I am interested in the modes of a rectangular drum of size WxL that is fixed on 4 edges. The differential equation that governs the vibrations of a 2D membrane is $\nabla^2 \phi - \frac{1}{c^2}\frac{\partial^2 \phi}{\partial t^2} = 0 $. Coordinate origin is on one of the corners of the rectangle. The modes are proportional to
$$\phi_{mn}(x,y)=\sin(\frac{\pi x m}{W})\sin(\frac{\pi y m}{L})$$
For mathematical simplicity, I will assume time dependency to be a complex exponential.
$$\phi_{mn}(x,y,t)=\sin(\frac{\pi x m}{W})\sin(\frac{\pi y m}{L})e^{i \omega_{mn} t}$$
$$(\frac{\omega_{mn}}{c})^2=(\frac{\pi m}W)^2+(\frac{\pi n}L)^2$$
I think following summation should be able to account for all physically meaningful solutions to the problem. (Please let me know if I am wrong, or if there is more to know.)

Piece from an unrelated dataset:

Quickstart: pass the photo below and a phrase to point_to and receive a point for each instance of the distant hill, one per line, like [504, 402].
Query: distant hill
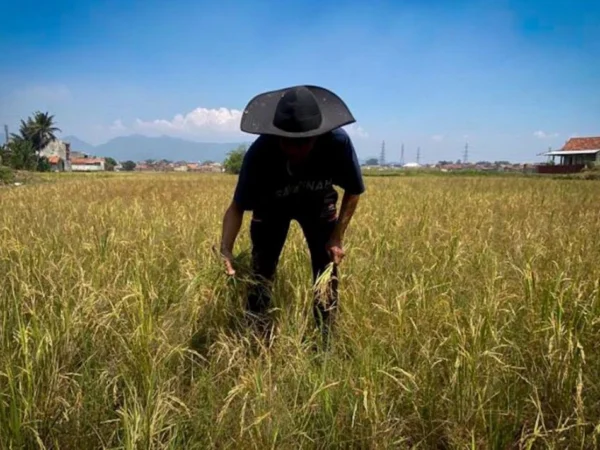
[138, 148]
[78, 145]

$$\phi(x,y,t)=\sum_m\sum_n c_{mn}\sin(\frac{\pi x m}{W})\sin(\frac{\pi y m}{L})e^{i \omega_{mn} t}$$
I am confused about what to do if we force an excitation $f(t)$ at the point $(x',y')$. I think the following summation should give the expansion
$$f(t)=\sum_m \sum_n c_{mn}\sin(\frac{\pi x' m}{W})\sin(\frac{\pi y' m}{L})e^{i \omega_{mn} t}$$
However, I can't wrap my head around how this expression can account for all possible $f(t)$. What I recall from Fourier transform is that an arbitrary function $f(t)$ requires continuous frequency components (ie $\omega \in \mathbb R$). Since the values of $\omega_{mn}$ are discrete, I don't see how this can be the general solution. Yet, it doesn't feel like it would violate any law of physics to force an arbitrary $f(t)$ at the point $(x',y')$.
One possibility is that instead of enforcing the solution equals $f(t)$ at $(x',y')$, I could put $f(t)$ as a forcing term in the equation $\nabla^2 \phi - \frac{1}{c^2}\frac{\partial^2 \phi}{\partial t^2} = \delta(x-x')\delta(y-y')f(t) $. The more I think about it, the more reasonable this approach seems. I am not sure how to solve this either.
In summary, the question is: Solve $\nabla^2 \phi - \frac{1}{c^2}\frac{\partial^2 \phi}{\partial t^2} = 0 $ for a rectangular region of size WxL that is fixed ($\phi=0$) at 4 edges and is "excited" by the arbitrary function $f(t)$ at the point $(x',y')$.
Also please let me know if I likely have misunderstood something about the subject and which detailed source I should read. Thanks.